Autrement dit, en s’attaquant dans son œuvre à la question des causes sociales, voire sociétales, de la dépravation de Gotham, Phillips se veut principalement critique des structures sociales et des institutions politiques, qui aujourd’hui même, engendre toute cette vague de criminalité et de violences aux États-Unis.
Certains intellectuels iront même jusqu’à dire que ce qui est vivement et explicitement dénoncé dans Le Joker, c’est ni plus ni moins que le néolibéralisme américain. À certains égards on pourrait même saisir le Gotham de Todd Phillips comme l’expression d’une société qui aurait décidé de pousser jusqu’au bout l’expérience néolibérale américaine.
Le néolibéralisme, bien plus exclusif qu’inclusif
Le fait que Todd Phillips ait voulu nous plonger dans son récit au tout début des années 80 n’est certainement pas un hasard. Cette période correspond à l’arrivée de Ronald Reagan à la tête des États-Unis. Figure iconique du néolibéralisme, Reagan prend le pouvoir en 1980 avec le mandat clair de redresser l’économie du pays.
Pour se faire, il entreprend une série de réformes politiques et sociales, que l’on a qualifié plus tard de « néolibérales », et qui visent notamment à réduire la taille de l’État social. Ce qui se traduit entre autres par des coupures importantes dans le secteur public et les programmes sociaux.
Du point de vue du gouvernement ce sont des dépenses en moins, qui serviront plutôt à financer la guerre froide, mais dans la perspective de celui qui est déjà défavorisé, c’est une aide précieuse en moins. Contrairement aux Américains fortunés et à une certaine classe moyenne, une importante couche de la société ne peut compenser la perte de cette aide gouvernementale, si ce n’est au prix d’un plus grand endettement. Les politiques reaganiennes plongent dès lors ceux qui étaient déjà défavorisés dans une plus grande insécurité sociale et économique.

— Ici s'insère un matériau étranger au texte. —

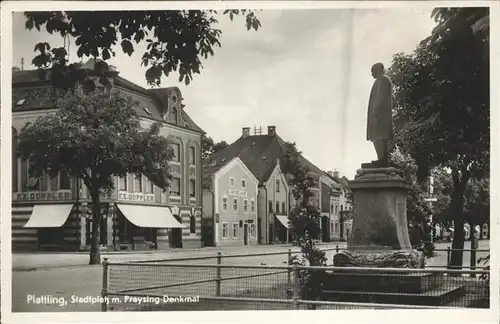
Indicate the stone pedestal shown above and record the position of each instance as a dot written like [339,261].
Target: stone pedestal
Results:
[379,236]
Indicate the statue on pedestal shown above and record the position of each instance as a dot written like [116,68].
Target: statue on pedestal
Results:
[379,121]
[379,236]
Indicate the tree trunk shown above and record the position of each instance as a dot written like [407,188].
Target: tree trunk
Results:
[341,229]
[95,255]
[457,210]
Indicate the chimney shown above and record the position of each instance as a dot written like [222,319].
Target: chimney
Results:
[271,130]
[245,132]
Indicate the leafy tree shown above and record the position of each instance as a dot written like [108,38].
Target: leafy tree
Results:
[209,148]
[442,106]
[95,137]
[417,208]
[476,200]
[176,40]
[304,216]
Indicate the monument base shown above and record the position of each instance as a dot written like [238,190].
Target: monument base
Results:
[379,259]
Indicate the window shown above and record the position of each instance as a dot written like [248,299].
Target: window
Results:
[224,203]
[32,184]
[174,115]
[123,183]
[175,186]
[137,183]
[149,186]
[191,155]
[177,150]
[192,188]
[192,224]
[224,230]
[14,160]
[251,230]
[64,181]
[235,230]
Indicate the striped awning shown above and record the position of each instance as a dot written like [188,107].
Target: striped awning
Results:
[149,216]
[284,220]
[49,216]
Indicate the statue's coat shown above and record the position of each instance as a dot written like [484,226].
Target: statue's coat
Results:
[379,125]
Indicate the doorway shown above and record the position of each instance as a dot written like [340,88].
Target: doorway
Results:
[176,235]
[245,234]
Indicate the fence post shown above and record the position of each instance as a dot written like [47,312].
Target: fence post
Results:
[296,288]
[217,275]
[104,291]
[473,248]
[289,264]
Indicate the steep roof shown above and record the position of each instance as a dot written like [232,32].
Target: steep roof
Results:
[38,94]
[260,153]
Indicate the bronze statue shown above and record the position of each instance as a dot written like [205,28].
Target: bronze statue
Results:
[379,126]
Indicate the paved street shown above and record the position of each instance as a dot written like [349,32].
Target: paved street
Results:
[67,274]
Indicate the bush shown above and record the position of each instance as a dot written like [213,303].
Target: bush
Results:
[310,281]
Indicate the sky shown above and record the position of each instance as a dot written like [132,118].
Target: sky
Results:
[307,72]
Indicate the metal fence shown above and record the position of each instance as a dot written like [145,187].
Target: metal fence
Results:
[441,260]
[182,286]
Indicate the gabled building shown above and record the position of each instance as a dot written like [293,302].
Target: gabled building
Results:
[261,154]
[341,210]
[54,213]
[230,193]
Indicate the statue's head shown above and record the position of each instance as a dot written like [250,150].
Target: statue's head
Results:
[378,70]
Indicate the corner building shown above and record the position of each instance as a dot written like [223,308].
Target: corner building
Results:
[54,214]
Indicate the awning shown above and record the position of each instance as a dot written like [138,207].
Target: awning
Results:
[284,220]
[49,216]
[150,216]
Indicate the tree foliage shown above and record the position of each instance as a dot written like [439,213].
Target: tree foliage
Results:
[417,208]
[95,137]
[176,40]
[442,105]
[476,199]
[304,219]
[304,216]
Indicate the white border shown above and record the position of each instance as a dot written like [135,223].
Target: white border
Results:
[344,316]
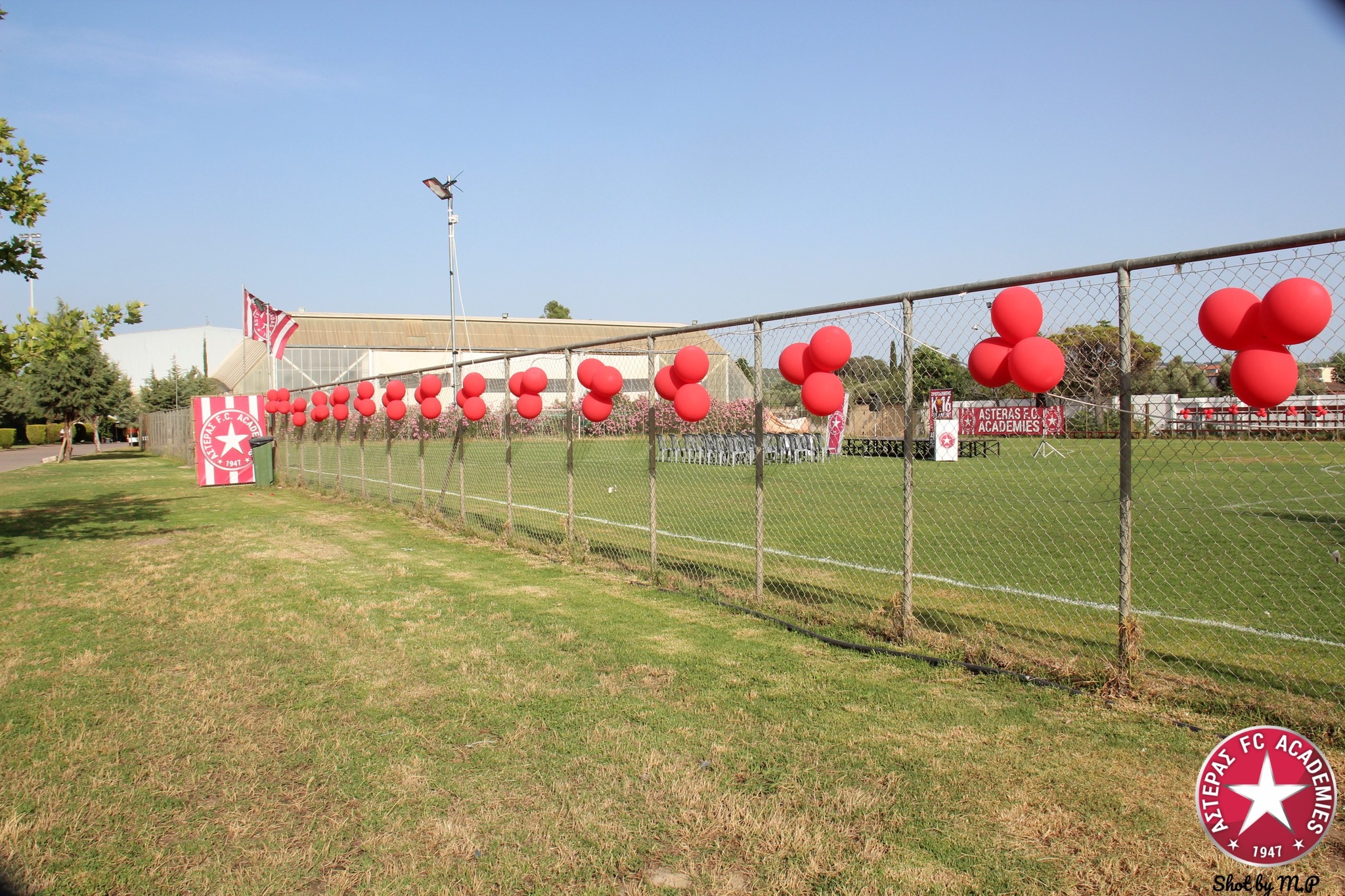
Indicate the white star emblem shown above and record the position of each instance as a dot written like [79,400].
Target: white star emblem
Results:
[232,442]
[1268,797]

Parmi les perdants de ce virage néolibéral, on note une importante proportion d’Américain(e)s de couleur. Mais, les sociologues tiennent toutefois à nous rappeller, que les chômeurs, les travailleurs précaires, les mères monoparentales, les personnes âgés et ceux vivant avec un handicap intellectuel ont eux-aussi été lourdement impactés par ce démantèlement de l’État providence.
Aujourd’hui c’est plus de 40 millions d’Américains qui vivent sous le seuil de pauvreté d’après un récent rapport de l’ONU. Le gouvernement américain estime également à 50 millions le nombre de citoyens faisant partie de son programme d’aide alimentaire. Et à plus de 100 millions le nombre d’Américains sans emploi, mais qui sont néanmoins en âge de travailler.

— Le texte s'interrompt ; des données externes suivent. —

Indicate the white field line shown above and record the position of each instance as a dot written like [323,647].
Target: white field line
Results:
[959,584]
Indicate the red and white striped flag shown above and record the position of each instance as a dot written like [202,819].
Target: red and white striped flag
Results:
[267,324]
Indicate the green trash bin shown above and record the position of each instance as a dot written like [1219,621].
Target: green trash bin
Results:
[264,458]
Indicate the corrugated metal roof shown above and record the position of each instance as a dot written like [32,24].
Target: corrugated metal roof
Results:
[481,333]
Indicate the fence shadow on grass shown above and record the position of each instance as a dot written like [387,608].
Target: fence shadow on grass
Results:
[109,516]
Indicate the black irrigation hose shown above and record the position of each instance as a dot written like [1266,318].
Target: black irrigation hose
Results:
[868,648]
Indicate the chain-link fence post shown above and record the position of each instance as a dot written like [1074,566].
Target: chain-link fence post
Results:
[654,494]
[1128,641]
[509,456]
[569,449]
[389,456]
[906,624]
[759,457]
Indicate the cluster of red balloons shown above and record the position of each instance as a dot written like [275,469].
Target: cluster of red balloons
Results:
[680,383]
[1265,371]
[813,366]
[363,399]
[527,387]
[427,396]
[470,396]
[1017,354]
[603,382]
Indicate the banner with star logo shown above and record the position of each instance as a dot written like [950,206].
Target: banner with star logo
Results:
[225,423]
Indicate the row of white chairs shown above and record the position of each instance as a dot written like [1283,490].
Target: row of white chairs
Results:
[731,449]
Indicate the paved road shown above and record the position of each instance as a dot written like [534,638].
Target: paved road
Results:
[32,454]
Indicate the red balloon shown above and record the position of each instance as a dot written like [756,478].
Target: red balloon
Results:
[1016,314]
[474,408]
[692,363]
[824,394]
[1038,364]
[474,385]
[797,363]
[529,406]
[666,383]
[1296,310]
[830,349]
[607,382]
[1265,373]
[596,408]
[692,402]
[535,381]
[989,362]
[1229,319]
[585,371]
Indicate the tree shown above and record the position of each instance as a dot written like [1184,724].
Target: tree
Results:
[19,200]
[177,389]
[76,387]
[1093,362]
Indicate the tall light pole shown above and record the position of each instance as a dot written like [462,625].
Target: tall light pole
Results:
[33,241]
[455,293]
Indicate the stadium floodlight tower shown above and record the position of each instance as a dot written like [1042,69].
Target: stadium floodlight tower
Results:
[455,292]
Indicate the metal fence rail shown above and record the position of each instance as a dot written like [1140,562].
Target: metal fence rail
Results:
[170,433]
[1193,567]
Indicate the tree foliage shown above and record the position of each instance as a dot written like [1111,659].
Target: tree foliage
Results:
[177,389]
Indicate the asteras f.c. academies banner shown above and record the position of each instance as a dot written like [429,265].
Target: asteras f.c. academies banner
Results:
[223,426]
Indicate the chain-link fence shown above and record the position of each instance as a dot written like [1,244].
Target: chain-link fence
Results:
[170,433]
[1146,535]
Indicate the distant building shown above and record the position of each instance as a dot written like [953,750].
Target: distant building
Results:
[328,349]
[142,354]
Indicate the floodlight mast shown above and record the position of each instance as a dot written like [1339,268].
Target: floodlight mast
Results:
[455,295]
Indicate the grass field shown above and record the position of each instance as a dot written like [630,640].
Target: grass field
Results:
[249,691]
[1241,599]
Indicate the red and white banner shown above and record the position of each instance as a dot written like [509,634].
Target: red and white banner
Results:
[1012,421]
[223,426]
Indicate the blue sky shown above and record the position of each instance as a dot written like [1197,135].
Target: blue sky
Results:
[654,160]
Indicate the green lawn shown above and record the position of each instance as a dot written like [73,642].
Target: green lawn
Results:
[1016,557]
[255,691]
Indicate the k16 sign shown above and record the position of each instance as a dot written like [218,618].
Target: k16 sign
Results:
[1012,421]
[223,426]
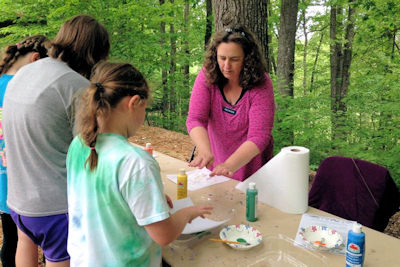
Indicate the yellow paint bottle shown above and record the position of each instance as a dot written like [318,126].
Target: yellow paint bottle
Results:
[181,184]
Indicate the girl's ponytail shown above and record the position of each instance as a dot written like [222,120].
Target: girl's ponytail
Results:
[110,82]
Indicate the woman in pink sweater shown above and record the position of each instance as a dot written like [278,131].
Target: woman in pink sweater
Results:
[231,110]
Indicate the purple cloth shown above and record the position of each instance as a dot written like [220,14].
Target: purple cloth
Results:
[229,126]
[339,189]
[48,232]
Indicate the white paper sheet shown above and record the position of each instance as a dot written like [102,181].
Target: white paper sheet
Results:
[197,225]
[340,225]
[283,181]
[200,178]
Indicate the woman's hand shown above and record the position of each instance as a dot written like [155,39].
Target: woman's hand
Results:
[222,169]
[202,160]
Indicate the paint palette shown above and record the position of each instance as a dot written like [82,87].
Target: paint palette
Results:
[248,235]
[321,237]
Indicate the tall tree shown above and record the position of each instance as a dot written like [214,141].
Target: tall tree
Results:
[286,46]
[251,13]
[285,65]
[341,35]
[207,35]
[164,72]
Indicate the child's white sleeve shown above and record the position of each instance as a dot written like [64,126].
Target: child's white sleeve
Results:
[142,189]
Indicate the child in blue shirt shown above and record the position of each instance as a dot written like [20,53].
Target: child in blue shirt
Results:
[15,56]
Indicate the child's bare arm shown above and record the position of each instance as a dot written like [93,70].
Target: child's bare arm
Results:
[166,231]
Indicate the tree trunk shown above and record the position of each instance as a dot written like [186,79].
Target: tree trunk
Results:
[316,61]
[251,13]
[285,65]
[271,64]
[341,56]
[164,105]
[286,46]
[304,21]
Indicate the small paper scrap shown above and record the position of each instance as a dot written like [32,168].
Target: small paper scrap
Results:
[198,224]
[200,178]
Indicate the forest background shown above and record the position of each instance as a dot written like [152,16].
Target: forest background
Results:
[338,95]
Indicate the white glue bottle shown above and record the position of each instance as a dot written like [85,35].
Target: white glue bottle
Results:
[355,248]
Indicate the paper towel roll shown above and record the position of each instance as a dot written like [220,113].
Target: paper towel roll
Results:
[283,181]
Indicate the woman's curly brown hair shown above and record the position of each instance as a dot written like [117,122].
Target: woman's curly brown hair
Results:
[253,71]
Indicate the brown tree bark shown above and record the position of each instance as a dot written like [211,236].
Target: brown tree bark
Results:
[164,73]
[341,35]
[286,46]
[251,13]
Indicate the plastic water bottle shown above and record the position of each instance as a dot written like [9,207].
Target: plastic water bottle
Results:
[355,249]
[251,202]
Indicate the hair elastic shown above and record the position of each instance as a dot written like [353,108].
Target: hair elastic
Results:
[99,87]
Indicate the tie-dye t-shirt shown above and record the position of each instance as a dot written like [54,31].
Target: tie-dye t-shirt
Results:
[4,79]
[109,206]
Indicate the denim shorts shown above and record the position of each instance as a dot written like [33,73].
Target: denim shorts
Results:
[48,232]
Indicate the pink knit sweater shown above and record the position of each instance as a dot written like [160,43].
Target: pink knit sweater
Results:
[228,126]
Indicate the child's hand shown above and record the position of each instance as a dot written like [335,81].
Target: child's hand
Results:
[222,169]
[169,201]
[198,210]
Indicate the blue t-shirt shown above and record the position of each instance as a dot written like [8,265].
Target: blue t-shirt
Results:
[4,79]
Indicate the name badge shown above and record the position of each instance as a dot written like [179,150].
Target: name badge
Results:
[229,110]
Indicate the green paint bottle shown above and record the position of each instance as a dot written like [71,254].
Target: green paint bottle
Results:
[251,202]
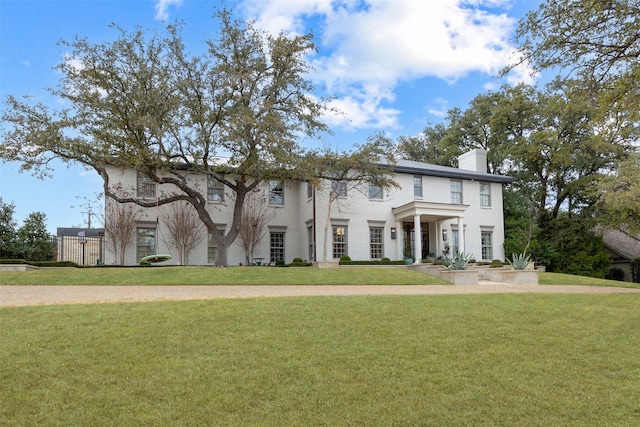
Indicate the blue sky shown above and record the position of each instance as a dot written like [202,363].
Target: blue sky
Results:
[392,65]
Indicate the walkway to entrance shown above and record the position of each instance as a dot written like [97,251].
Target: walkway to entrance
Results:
[15,296]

Ces chiffres nous montrent une chose selon le philosophe Pierre Dardot : l’État néolibéral ne réussit définitivement pas à inclure l’ensemble de sa population dans son projet de société. Et c’est bien connu des sociologues, lorsqu’une telle chose arrive, la criminalité n’est jamais bien loin. Pour ceux qui manquent cruellement de ressources, pour les grands négligés du système, le crime devient souvent la seule alternative pour subvenir à leur besoin, et à celui de leur famille.

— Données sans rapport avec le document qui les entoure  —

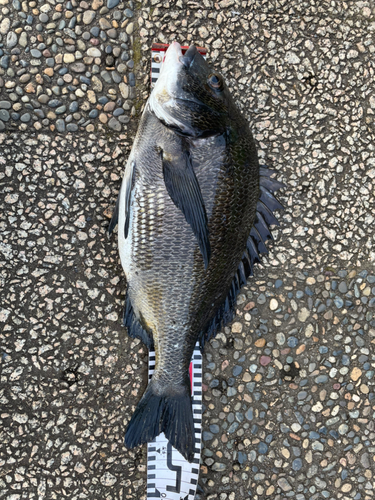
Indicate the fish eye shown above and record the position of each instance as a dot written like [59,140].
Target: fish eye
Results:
[215,81]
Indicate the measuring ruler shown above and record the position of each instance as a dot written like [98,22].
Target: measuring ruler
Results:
[169,475]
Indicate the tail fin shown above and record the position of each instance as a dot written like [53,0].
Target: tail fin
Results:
[171,414]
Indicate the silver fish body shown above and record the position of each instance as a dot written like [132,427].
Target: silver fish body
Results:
[190,199]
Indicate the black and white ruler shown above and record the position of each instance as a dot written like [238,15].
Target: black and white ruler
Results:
[169,475]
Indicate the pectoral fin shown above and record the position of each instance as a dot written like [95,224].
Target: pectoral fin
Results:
[183,188]
[114,219]
[126,188]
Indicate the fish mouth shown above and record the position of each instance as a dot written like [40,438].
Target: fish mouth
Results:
[188,58]
[174,52]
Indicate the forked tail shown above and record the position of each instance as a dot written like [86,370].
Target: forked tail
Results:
[161,410]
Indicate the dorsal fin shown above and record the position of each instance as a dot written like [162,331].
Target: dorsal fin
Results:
[259,234]
[183,188]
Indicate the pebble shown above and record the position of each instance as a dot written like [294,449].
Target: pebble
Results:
[88,16]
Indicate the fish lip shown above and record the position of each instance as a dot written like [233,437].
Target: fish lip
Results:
[174,47]
[189,56]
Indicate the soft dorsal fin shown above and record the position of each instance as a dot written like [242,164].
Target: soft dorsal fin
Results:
[260,232]
[183,188]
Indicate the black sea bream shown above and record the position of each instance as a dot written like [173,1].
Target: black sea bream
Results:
[194,212]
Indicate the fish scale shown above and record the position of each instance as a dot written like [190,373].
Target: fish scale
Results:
[194,164]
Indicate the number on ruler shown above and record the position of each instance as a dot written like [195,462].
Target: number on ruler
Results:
[175,468]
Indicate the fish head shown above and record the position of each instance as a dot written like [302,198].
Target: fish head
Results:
[189,96]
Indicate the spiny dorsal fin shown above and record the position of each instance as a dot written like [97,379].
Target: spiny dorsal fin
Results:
[183,188]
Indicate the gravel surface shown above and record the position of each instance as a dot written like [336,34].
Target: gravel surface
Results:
[288,386]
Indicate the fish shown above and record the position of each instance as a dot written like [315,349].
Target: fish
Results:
[194,213]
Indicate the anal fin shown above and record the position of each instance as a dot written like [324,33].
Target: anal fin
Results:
[135,329]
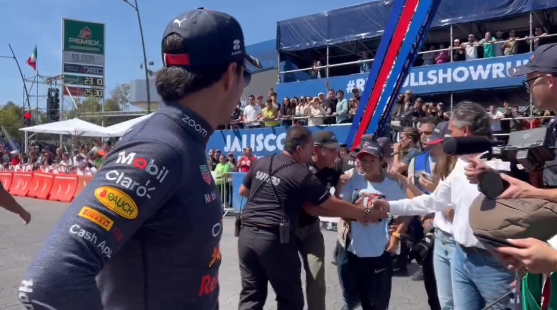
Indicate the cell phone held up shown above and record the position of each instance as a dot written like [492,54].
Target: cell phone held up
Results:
[494,242]
[356,194]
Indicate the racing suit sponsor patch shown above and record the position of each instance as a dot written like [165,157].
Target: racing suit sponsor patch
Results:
[96,217]
[117,201]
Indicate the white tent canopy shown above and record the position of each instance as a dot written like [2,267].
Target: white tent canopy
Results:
[120,129]
[74,127]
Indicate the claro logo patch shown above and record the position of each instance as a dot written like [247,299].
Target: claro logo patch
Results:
[96,217]
[117,201]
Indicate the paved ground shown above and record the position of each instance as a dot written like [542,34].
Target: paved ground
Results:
[19,243]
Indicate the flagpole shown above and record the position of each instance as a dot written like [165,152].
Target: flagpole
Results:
[22,77]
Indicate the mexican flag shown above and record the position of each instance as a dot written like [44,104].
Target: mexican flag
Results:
[32,61]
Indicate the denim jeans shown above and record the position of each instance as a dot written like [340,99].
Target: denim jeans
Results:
[479,279]
[443,255]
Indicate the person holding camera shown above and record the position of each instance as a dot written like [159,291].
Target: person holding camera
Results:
[533,255]
[277,188]
[478,278]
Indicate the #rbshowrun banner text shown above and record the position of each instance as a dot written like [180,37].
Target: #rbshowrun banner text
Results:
[486,73]
[263,141]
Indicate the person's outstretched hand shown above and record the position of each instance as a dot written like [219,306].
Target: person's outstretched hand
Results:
[531,254]
[25,216]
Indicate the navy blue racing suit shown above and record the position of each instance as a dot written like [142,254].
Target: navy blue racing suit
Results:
[147,228]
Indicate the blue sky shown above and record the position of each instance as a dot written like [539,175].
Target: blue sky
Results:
[27,23]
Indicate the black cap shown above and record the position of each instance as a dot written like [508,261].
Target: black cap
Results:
[211,39]
[325,139]
[440,133]
[371,148]
[544,60]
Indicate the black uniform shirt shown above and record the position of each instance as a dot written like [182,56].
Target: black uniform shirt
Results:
[329,178]
[294,185]
[550,170]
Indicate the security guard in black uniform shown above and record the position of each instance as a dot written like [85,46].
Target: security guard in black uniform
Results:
[277,188]
[312,244]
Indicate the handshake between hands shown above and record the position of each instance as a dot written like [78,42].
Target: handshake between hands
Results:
[374,209]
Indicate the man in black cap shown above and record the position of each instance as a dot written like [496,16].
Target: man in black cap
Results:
[312,245]
[148,227]
[271,227]
[541,81]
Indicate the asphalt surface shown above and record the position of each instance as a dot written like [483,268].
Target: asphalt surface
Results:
[19,243]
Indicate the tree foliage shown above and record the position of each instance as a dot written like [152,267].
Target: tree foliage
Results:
[11,118]
[88,109]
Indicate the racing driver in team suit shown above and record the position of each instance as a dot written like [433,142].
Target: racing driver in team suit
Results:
[148,226]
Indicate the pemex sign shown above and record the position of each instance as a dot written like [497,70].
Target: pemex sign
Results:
[83,37]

D’après le grand économiste Anthony Atkinson, les politiques néolibérales qui ont été mises en œuvre par Reagan, ont provoqué un net accroissement des écarts entre riches et pauvres. Un fossé qui a d’ailleurs continué de se creuser sous la présidence de Trump.
Ce constat est pour le moins inquiétant, puisque selon les épidémiologistes Pickett et Wilkinson, il y aurait une forte corrélation entre les écarts de richesse aux États-Unis, et le taux d’homicide. Ce lien s’expliquerait selon eux par le fait que les inégalités sociales accentuent le sentiment de honte et d’humiliation chez les défavorisés, et exacerbe chez les riches la lutte pour le statut social.
La triste de vie d’Arthur Fleck dans la société néolibérale
Au vu de tout ce que nous venons de voir, il devient difficile de nier ce lien de causalité entre le système néolibéral, et la présence de violence et de criminalité en sol américain. De l’avis de nombreux chercheurs en sciences sociales, celui-ci n’a d’ailleurs même plus à être démontré.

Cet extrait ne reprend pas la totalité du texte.